Are the credit-ratings agencies in the driver’s seat, now? You and I have credit ratings. So does the United States. When we don’t keep our fiscal house in order, our ratings decline and it’s harder to get a mortgage, a loan for college tuition, or anything else that might require borrowing money. The same is true for a nation, and Standard & Poor’s—one of the big three credit rating agencies—is warning that it might downgrade America’s credit rating. Suddenly, we have another player in the mix with the power to remake America!
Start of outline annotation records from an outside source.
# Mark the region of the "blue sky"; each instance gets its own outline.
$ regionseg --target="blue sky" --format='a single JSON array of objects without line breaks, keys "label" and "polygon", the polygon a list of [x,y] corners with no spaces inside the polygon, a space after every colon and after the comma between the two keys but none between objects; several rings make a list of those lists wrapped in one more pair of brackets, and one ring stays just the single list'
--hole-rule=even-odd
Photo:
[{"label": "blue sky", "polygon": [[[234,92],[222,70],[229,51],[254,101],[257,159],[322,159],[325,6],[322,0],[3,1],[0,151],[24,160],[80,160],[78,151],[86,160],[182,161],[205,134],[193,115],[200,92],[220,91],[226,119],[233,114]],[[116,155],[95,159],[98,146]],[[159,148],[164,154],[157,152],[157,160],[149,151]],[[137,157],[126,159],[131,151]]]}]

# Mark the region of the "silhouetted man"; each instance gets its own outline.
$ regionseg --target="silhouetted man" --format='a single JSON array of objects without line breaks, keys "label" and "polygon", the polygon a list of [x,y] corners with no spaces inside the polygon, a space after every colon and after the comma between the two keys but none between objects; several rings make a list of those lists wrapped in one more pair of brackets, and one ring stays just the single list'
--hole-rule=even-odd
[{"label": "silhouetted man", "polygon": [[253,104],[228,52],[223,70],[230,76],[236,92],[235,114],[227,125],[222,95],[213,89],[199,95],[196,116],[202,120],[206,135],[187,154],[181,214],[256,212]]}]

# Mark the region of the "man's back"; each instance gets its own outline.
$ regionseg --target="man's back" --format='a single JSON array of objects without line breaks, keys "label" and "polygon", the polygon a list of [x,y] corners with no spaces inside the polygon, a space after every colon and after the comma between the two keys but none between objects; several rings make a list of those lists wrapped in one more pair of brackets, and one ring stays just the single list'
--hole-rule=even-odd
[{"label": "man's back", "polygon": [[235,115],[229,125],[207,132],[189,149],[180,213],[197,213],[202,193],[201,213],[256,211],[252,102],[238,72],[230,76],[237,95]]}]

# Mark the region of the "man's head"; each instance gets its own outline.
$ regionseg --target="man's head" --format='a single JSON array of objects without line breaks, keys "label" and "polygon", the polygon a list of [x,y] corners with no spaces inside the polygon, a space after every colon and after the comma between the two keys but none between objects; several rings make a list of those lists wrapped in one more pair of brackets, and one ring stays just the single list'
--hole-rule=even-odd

The rating agency (owned by the McGraw-Hill Companies) reaffirmed the nation’s AAA/A-1+ sovereign credit rating, noting our nation’s fundamentally strong economy and effective monetary policies. But its statement also described dark clouds that might result in a lower rating: big budget deficits relative to peer nations, rising government indebtedness, and deep conflict in the budget process. As a result, S&P revised its outlook on the long-term rating of the U.S. from stable to negative.
There is a “material risk,” S&P analysts say, “that U.S. policymakers might not reach an agreement on how to address medium- and long-term budgetary challenges by 2013.” This imbroglio would result in a lowering of the nation’s actual credit rating, saying that America is no longer the world’s premiere economy. No doubt each side in the budget battles will attempt to use this warning to its advantage.
Regardless of the politics of the budget, tell us you feel about this new development.
Does our nation’s credit rating concern you?
How did you react to the S&P news breaking this week?
How might this new player reshape our nation?